The second paper demonstrated in 2007 that many of the EoE-associated genes identified in the earlier paper are directly activated by IL-13 in cells lining the esophagus, implicating this molecule as a major regulator of the biological pathways involved in EoE. This finding suggested that IL-13-blocking drugs might effectively treat the disease. The study further showed that 98% of the EoE transcriptome reverted to normal levels of gene expression in people whose EoE was successfully treated with a class of steroid hormones called glucocorticoids. This indicated that the EoE transcriptome changes in response to changes in signs and symptoms of the disease. Dr. Rothenberg and colleagues therefore proposed using the EoE transcriptome to monitor the efficacy and mechanism of action of IL-13-blocking drugs at the molecular level.

Several years later, Dr. Rothenberg designed and led the first clinical trial to test the efficacy of an anti-IL-13 monoclonal antibody for treating EoE. The investigators found that the antibody lowered levels of eosinophils in the esophagus and returned the expression of 29 key genes in the EoE transcriptome to normal levels in most treated participants. This and related molecular analyses from the trial, funded by Novartis Pharma AG of Basel, Switzerland, further supported Dr. Rothenberg’s theory that EoE was driven by IL-13.
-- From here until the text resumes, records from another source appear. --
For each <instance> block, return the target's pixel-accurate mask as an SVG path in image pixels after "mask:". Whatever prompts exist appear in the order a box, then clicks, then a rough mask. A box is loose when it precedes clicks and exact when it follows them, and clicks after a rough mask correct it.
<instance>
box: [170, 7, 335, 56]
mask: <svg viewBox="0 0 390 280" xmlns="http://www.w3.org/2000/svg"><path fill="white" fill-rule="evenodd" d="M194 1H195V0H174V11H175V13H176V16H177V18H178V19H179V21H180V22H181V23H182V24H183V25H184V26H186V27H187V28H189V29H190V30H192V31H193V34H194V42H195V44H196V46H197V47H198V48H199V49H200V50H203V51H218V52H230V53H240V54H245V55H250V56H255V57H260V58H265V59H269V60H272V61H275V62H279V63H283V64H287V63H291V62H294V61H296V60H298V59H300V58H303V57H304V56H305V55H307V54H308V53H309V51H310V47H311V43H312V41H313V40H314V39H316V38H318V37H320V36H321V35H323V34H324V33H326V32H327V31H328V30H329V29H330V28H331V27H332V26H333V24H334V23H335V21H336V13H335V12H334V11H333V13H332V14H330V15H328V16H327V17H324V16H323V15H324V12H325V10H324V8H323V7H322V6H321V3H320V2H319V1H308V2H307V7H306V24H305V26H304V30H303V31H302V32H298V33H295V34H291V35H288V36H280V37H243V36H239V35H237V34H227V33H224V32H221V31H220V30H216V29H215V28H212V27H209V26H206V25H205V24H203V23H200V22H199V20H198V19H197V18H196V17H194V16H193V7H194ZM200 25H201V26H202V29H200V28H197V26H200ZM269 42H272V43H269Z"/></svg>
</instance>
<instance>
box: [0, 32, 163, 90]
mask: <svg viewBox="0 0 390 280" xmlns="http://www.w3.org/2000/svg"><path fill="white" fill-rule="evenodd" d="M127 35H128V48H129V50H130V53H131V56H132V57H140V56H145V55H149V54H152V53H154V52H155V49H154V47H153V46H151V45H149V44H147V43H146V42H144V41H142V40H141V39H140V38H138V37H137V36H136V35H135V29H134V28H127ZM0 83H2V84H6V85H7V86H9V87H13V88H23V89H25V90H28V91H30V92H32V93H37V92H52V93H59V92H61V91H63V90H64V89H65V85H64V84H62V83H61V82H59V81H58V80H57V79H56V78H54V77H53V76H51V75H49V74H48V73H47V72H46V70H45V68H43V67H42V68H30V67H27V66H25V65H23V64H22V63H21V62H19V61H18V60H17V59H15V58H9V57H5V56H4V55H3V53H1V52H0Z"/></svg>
These findings contributed to a body of foundational EoE research developed by a multitude of scientists and physicians. This scientific foundation, among many other factors, led Regeneron Pharmaceuticals Inc. of Tarrytown, New York, and Sanofi of Paris to begin testing one of their drugs for the treatment of EoE. The drug, a monoclonal antibody called dupilumab, works by blocking both IL-13 and IL-4.

Ultimately, Regeneron and Sanofi conducted a Phase 3 clinical trial showing dupilumab substantially improved the signs and symptoms of EoE compared to a placebo. Based on these results, FDA approved dupilumab for the treatment of the disease on May 20, 2022, making it the first medicine specifically indicated to treat EoE in the United States.

NIAID-funded basic and translational research continues to contribute to the development of preventive and therapeutic strategies for dozens of allergic, immunologic, and infectious diseases.

References:

A Mishra, et al. An etiological role for aeroallergens and eosinophils in experimental esophagitis. The Journal of Clinical Investigation DOI: 10.1172/JCI10224 (2001).

C Blanchard, et al. Eotaxin-3 and a uniquely conserved gene-expression profile in eosinophilic esophagitis. The Journal of Clinical Investigation DOI: 10.1172/JCI26679 (2006).

C Blanchard, et al. IL-13 involvement in eosinophilic esophagitis: Transcriptome analysis and reversibility with glucocorticoids. Journal of Allergy and Clinical Immunology DOI: 10.1016/j.jaci.2007.10.024 (2007).

ME Rothenberg, et al. Intravenous anti–IL-13 mAb QAX576 for the treatment of eosinophilic esophagitis. Journal of Allergy and Clinical Immunology DOI: 10.1016/j.jaci.2014.07.049 (2015).